Anders Wennersten wrote:
The discussion on the proposed amendment is now closed
[1) and it is up
to the Board will review the community comments. And with almost 5,000
edits in the discussion - with more than 2,000 editors and 320,000 words
in various languages and with very different opinions on the subject, it
will be a challenge for the Board to come to a common standpoint if it
as all is possible
Stephen LaPorte writes: /The !vote is one strong indicator of the
importance of addressing this topic/, in which I fully agree
[...]
[1]
https://meta.wikimedia.org/wiki/Terms_of_use/Paid_contributions_amendment
Hi.
Thanks for starting this thread.
I think it's important to note that the paid contributions amendment
discussion (or perhaps more accurately, the straw poll) was very heavily
advertised, using a banner at the top of Wikimedia wikis for several
weeks that displayed to both logged-in and logged out users (as is
required for a change to the site terms of use). Due to the heavy
advertising, it's no surprise there were several thousand participants,
but that number needs context, of course.

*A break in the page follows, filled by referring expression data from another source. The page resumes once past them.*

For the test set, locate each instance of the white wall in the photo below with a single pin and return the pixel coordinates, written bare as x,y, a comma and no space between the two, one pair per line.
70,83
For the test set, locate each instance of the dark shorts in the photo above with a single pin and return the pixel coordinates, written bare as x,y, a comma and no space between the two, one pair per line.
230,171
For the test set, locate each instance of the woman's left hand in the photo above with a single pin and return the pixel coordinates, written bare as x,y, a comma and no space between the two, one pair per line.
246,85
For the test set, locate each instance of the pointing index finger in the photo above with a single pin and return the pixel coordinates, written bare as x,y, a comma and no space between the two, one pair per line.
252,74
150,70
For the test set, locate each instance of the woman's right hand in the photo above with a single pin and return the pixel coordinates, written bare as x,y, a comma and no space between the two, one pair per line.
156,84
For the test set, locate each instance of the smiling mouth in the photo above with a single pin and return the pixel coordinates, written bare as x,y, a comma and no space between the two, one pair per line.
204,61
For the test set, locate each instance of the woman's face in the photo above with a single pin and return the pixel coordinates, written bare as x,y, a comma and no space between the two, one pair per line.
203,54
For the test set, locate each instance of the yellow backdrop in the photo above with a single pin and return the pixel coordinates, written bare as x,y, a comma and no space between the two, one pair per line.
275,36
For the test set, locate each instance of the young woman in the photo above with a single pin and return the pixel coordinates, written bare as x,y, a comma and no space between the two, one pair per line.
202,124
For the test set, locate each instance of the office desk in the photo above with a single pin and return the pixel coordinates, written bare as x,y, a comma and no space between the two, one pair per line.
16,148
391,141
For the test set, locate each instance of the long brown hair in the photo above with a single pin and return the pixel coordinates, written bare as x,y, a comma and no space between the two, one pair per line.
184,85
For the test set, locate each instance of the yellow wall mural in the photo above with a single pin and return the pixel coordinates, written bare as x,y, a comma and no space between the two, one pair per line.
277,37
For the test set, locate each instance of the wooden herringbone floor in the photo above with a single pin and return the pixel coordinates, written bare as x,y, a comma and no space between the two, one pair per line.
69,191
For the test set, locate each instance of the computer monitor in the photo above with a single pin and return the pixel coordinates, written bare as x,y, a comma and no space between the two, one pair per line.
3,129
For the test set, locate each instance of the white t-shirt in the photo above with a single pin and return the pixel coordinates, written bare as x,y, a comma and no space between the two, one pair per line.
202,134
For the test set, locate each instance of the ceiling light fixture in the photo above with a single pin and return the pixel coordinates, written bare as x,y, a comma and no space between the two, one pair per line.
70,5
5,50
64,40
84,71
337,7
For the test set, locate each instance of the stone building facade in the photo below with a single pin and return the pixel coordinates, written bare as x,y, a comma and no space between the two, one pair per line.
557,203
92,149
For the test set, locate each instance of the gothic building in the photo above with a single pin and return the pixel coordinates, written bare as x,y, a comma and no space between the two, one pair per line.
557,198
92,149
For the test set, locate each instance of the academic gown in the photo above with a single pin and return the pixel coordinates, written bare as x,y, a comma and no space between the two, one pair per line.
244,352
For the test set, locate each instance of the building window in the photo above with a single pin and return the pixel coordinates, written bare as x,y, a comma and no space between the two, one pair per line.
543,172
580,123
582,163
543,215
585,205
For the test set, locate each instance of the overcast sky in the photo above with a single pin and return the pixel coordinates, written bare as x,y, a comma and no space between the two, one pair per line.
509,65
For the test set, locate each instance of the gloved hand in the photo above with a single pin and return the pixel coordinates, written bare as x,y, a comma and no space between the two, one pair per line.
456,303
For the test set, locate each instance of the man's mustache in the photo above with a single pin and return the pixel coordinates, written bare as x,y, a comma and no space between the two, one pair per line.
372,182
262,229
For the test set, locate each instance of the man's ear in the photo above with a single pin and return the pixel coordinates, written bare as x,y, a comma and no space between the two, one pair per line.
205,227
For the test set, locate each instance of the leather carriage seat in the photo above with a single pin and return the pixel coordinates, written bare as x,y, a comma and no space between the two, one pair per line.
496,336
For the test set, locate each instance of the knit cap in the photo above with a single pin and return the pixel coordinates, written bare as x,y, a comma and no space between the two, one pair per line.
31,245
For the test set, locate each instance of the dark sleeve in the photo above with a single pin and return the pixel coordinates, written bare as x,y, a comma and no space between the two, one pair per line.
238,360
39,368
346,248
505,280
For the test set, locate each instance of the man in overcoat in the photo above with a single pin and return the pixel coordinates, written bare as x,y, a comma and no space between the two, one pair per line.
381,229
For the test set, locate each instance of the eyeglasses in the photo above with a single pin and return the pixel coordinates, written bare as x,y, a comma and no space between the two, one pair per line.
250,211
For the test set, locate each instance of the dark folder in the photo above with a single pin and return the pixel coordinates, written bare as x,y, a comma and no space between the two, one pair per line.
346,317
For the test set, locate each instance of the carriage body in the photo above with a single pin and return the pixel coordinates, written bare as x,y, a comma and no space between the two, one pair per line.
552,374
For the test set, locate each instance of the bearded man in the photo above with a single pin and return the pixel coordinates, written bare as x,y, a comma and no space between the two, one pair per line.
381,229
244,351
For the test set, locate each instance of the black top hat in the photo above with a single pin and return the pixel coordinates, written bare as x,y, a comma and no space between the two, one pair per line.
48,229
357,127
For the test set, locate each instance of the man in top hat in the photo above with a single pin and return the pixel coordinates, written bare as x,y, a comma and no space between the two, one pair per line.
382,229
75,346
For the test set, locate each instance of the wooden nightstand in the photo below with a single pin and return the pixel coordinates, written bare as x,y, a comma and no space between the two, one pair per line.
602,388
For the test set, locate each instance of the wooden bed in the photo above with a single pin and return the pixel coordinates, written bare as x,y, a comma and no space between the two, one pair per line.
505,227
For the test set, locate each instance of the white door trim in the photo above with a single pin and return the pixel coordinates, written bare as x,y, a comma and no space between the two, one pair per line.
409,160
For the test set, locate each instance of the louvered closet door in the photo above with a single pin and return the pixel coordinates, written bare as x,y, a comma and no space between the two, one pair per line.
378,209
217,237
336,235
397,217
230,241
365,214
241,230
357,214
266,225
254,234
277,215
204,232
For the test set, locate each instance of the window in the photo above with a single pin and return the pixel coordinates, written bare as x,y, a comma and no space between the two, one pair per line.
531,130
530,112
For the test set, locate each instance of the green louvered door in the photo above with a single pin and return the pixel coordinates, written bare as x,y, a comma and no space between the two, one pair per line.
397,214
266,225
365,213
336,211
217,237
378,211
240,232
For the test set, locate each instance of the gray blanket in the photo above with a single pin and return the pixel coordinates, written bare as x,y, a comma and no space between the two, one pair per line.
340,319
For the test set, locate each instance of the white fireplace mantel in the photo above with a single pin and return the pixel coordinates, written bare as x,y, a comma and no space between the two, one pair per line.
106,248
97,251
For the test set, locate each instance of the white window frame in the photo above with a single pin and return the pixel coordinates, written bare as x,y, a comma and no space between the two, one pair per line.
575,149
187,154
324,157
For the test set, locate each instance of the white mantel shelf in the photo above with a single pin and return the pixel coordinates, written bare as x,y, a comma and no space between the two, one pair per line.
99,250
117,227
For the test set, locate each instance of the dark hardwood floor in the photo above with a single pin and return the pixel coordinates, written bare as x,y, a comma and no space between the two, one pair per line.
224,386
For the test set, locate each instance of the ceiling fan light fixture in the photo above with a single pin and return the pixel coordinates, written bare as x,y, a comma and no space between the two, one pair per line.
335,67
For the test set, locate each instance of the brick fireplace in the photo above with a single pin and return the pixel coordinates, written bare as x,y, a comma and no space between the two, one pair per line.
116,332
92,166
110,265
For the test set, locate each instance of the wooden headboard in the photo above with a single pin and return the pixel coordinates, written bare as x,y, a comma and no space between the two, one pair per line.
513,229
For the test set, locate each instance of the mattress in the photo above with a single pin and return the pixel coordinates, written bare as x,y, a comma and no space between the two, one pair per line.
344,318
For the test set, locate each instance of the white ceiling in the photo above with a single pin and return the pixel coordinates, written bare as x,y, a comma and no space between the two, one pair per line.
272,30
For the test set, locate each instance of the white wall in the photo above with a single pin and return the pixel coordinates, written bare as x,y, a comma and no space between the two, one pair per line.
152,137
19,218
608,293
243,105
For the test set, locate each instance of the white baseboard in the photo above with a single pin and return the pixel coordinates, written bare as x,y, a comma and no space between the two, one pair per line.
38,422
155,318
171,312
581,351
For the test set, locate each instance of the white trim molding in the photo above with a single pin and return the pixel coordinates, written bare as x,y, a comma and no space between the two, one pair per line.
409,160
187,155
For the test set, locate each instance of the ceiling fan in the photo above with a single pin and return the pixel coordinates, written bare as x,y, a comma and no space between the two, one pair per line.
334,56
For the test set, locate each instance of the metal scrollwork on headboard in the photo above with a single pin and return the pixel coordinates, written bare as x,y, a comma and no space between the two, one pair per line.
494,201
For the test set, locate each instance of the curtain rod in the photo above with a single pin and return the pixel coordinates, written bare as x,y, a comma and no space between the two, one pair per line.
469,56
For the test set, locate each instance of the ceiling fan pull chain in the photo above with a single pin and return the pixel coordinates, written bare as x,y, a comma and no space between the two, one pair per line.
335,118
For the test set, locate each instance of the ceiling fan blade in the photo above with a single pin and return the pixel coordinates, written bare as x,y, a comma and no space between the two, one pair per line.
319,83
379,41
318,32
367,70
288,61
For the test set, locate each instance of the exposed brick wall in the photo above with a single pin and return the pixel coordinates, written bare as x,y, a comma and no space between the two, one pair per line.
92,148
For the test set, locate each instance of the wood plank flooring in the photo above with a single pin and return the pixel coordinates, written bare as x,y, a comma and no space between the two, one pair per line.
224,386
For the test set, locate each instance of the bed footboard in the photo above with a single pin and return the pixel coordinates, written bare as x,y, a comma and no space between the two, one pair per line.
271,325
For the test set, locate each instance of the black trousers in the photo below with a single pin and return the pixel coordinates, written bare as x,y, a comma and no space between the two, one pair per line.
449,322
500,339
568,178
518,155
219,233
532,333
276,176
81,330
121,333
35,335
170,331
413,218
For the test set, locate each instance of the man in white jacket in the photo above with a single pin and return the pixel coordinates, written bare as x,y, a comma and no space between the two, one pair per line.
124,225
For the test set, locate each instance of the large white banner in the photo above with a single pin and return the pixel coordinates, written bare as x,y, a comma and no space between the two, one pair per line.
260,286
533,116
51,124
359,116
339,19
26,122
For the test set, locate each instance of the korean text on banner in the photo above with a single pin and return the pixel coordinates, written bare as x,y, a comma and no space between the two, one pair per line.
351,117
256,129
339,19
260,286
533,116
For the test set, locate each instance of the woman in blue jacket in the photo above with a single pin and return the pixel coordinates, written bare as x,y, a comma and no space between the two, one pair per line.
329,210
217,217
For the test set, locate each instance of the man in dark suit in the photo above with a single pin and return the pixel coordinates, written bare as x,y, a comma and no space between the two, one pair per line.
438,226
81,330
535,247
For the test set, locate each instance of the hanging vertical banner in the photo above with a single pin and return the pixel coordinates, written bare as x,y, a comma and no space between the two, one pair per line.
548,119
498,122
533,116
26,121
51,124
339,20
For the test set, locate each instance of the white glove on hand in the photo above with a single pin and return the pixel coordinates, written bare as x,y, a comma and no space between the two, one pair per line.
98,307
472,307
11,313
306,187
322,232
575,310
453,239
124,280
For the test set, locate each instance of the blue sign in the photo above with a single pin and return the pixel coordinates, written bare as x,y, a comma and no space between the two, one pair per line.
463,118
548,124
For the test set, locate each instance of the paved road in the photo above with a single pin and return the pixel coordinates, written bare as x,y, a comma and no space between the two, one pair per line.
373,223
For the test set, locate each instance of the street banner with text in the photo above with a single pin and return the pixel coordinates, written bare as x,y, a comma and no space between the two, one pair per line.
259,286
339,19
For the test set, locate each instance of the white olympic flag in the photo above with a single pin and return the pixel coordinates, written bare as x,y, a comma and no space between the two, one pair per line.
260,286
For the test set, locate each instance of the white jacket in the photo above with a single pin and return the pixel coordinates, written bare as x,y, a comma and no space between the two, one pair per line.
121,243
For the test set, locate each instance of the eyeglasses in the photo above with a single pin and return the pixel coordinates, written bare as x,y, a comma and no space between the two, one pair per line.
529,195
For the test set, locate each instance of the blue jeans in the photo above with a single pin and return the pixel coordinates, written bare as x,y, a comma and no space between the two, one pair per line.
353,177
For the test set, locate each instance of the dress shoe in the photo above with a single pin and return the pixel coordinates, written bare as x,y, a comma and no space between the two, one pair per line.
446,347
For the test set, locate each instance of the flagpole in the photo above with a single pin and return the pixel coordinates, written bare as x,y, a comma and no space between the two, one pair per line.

It may or may not be a good use of time and energy to address paid editing
(or rather, paid advocacy) or article quality or any number of other
strategic goals, but we shouldn't allow a heavily advertised discussion
alone sway what we feel is important to focus on, particularly not without
better understanding whether this specific set of self-selected people
(i.e., people who saw the banner and decided to comment) is representative
of the overall Wikimedia community.
I personally agree that measuring and improving the quality of the work on
Wikimedia wikis is important and deserves renewed focus as the next
strategic planning process gets underway. Though as others in this thread
have already noted, it's difficult to measure article (or transcript or
dictionary entry or news story or data item or...) quality. And I'll add
to this that the current Strategic Plan sets a fair number of goals that
likely won't be reached, so we'll need to figure out whether the
expectations and/or the resource allocation needs adjustment.